Wednesday, January 02, 2013

Bridget Riley's Work

Bridget Riley always wanted to establish her own style and when she started painting again in the late fifties, after seeing an exhibition of teacher and writer Harry Thubron, her paintings were mainly influenced by Matisse and Bonnard.

She attended Thurbon's summer school in Norfolk and met his assistant Maurice de Sausmarez, who prodded and encouraged her to study the art of Georges-Pierre Seurat. She traveled to Italy, gathered up more impressions and worked herself in the picture during her teaching years at Croydon in 1962 when she also had her first exhibition in spring of that year at the Gallery One in London.

In the years that followed, Bridget found her own style, working only in black and white with an occasional touch of gray, using simple geometric shapes, squares, lines, and ovals.

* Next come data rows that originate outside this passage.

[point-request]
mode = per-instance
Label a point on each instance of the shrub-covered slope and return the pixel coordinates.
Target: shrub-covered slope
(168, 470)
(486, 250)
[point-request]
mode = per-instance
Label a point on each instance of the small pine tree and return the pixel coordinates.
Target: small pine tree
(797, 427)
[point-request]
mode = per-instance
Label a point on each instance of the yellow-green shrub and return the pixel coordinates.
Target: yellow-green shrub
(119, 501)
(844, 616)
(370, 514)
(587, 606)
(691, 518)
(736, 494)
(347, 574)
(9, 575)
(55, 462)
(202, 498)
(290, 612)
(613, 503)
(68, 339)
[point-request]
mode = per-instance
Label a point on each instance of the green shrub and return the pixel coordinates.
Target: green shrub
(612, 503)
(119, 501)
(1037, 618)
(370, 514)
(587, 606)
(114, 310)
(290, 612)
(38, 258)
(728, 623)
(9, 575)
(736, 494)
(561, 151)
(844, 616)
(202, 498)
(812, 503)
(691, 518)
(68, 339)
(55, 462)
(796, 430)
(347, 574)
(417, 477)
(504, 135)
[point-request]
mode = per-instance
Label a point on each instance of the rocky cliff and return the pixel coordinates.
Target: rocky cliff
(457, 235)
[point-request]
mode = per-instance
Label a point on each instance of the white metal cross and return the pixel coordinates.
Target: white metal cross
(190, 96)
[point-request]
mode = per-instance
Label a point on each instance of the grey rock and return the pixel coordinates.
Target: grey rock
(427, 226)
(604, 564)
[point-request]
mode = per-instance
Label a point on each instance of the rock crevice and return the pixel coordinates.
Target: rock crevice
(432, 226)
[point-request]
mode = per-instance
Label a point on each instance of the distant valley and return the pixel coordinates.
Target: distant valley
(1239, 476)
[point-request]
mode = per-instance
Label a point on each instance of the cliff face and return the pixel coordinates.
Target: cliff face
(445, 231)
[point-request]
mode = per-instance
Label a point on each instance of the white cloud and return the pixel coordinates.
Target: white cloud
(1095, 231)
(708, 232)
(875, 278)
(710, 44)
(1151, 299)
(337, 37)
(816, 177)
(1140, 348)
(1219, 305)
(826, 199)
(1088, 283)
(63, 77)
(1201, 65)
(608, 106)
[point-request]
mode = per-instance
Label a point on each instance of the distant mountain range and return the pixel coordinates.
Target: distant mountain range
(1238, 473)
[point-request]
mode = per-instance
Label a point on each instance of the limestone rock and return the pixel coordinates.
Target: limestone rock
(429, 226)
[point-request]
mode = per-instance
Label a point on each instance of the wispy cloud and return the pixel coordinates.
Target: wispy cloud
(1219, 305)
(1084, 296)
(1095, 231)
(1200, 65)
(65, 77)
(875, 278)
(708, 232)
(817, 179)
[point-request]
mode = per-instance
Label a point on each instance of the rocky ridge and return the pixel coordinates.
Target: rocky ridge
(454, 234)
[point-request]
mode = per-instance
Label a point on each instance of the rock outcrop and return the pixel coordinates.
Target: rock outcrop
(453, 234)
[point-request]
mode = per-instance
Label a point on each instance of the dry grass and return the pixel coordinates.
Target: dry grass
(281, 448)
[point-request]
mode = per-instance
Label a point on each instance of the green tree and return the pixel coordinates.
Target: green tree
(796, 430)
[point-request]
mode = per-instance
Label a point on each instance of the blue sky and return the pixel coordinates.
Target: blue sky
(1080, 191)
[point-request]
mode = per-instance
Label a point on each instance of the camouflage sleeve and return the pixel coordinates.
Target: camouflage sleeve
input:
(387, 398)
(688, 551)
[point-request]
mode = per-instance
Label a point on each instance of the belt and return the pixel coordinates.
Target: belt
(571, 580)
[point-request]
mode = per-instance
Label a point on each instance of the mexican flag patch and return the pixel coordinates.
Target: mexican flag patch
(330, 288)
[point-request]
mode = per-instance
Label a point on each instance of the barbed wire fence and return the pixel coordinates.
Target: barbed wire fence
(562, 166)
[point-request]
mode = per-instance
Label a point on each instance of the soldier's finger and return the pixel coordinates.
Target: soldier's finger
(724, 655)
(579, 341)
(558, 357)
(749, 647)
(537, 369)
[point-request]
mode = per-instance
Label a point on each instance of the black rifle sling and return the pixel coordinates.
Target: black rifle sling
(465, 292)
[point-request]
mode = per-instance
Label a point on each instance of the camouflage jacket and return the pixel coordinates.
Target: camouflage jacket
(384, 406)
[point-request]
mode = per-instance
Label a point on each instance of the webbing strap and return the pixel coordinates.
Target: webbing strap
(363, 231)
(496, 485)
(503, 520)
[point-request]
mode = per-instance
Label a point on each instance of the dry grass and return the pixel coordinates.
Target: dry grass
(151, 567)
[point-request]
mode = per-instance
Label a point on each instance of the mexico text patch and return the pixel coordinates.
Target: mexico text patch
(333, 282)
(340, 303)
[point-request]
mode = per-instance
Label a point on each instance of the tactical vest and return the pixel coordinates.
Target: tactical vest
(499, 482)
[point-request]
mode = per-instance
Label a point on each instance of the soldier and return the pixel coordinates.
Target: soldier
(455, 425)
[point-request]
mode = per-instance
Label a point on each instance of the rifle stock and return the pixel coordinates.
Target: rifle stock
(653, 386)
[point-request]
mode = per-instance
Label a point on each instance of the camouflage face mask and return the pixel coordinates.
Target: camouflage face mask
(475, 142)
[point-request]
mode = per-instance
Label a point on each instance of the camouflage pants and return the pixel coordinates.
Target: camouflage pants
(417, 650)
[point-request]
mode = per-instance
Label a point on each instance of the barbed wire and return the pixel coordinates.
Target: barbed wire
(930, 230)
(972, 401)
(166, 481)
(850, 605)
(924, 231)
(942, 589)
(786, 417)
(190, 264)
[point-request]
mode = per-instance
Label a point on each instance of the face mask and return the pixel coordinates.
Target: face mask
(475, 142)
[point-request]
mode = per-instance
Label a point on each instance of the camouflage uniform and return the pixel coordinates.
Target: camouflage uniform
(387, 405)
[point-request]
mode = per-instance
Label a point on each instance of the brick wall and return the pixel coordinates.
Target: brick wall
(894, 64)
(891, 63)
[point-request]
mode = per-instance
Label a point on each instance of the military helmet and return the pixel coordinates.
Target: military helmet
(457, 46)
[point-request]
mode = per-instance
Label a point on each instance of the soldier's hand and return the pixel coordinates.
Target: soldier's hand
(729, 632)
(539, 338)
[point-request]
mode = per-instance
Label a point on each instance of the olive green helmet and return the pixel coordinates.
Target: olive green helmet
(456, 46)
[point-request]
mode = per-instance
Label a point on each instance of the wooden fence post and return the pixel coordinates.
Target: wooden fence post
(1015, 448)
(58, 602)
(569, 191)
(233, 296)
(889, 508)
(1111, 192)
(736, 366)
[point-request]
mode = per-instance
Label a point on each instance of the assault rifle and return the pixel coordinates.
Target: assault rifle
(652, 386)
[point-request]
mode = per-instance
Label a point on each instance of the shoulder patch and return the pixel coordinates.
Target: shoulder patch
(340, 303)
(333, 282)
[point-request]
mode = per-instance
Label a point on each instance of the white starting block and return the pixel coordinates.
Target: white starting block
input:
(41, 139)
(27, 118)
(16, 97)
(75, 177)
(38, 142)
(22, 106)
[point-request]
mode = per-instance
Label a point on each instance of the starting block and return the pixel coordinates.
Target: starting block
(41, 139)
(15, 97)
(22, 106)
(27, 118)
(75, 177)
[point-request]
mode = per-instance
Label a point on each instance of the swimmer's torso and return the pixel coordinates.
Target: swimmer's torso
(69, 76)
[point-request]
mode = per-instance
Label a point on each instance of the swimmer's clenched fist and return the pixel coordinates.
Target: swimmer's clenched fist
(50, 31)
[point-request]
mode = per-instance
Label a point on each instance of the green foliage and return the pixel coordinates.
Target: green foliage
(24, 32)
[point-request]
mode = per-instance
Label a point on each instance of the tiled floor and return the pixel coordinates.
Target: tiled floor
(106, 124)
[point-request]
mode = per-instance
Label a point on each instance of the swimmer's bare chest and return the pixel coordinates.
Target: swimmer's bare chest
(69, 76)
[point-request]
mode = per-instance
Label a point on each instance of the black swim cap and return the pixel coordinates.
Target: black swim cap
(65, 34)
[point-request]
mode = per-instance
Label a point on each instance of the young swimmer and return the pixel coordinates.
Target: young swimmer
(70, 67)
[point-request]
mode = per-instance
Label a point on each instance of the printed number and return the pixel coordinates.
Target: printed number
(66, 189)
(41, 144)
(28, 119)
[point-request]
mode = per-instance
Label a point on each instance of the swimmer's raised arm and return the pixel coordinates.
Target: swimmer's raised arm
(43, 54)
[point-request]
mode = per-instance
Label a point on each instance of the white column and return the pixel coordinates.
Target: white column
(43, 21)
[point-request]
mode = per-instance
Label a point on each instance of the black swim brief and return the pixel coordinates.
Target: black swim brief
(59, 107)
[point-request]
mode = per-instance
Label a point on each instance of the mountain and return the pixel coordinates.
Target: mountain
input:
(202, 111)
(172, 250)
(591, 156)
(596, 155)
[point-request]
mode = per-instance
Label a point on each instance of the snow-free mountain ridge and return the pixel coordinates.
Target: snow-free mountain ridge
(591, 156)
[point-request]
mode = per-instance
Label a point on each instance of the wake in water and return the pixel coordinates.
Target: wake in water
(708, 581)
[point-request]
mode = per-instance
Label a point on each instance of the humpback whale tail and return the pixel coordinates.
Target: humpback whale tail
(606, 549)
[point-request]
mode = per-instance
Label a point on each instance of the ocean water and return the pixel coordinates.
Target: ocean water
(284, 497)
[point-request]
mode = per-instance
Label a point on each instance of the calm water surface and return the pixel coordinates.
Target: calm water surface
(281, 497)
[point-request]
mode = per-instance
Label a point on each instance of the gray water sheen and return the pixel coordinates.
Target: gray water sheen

Her work was called 'Op Art' and became popular worldwide after an exhibition in 1965 in the Museum of Modern Art and the Richard Feigen Gallery in New York.

A little apprehensive, Bridget slowly began to incorporate color in her paintings, but used no more then three and she produced her first striped, color painting in 1967. She began to travel more and after a trip to Egypt in 1980-1981, found the combination of colors in the ancient Egyptian hieroglyphics that worked for her and extended the number of colors she worked with to five.